Der Band umfasst insgesamt elf Beiträge, die sich aus verschiedenen Disziplinen und Teilgebieten (Ethik, Fundamentaltheologie, Dogmatik) mit gegenwärtig diskutierten Themensträngen rund um die Relevanz des Naturbegriffs und seiner Komplementärbegriffe (Rationalität, Technik etc.) beschäftigen. Den Auftakt macht Friedrich Lohmann mit einer Bestandsaufnahme und Reaktualisierung der Naturrechtstradition jenseits der üblichen, schematischen Vorwürfe (vgl. 13–53). Darauf wird gleich noch einzugehen sein. Es folgen Überlegungen von Martin Wendte (vgl. 55–81), die, ausgehend von der Beschreibung der Spätmoderne als einem technologisch gestalteten Zeitalter der Zeit- und Raumschrumpfung, eine hierzulande weniger prominente, reformorientierte Deutung des Technikverständnisses des späten Heideggers mit einer Relektüre von Luthers Theologie (insbesondere in der Schrift »Vom Abendmahl Christi. Bekenntnis« [1528]) als Gabetheologie verknüpft. Dies dient dazu, einer – in meinen Worten – zeitentschleunigten und raumsensiblen Theologie und Ethik, nicht zu­letzt des Sonntags, das Wort zu reden. Dass zu einem adäquaten Gegenwartsverständnis von Rolle und Funktion des Naturbegriffs insbesondere die zunehmend wichtigen ethischen Fragen um das Verhältnis von Mensch und Maschine sowie Mensch und Tier gehören, machen die folgenden Beiträge deutlich.
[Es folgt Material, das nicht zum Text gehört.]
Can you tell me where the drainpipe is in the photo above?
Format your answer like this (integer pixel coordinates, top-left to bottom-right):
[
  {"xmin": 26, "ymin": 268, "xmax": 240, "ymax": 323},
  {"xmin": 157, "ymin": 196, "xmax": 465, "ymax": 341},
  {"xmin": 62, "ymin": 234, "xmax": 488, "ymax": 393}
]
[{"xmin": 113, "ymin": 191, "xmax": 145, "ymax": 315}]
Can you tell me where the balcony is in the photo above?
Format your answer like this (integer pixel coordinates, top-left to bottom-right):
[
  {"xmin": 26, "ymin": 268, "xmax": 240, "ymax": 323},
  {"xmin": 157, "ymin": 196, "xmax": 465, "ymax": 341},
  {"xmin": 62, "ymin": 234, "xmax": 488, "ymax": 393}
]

Christian Schwarke (vgl. 83–95) beschäftigt sich damit, wie sich unser Selbstbild durch technische wie technologische Innovationen verändert, und zwar unter der Prämisse, dass Technik selbst nicht einfach nur zur zweiten Natur wird, sondern selbst Natur in einem verwandelten Sinne ist. Dass sie dabei zudem eine innere Transzendenzdimension aufweisen kann, illustriert er an Exponaten einer seinerzeit berühmten Ausstellung zum Maschinenzeitalter 1927 in New York (vgl. 87 ff.) Bündeln lassen sich Schwarkes Analysen in der These, wonach im »Prozess der Technisierung […] der Naturbegriff das gleiche Schicksal wie der Gottesbegriff und der Seelenbegriff [erleidet]. Er wird stets abstrakter und in diesem Sinne transzendenter« (94).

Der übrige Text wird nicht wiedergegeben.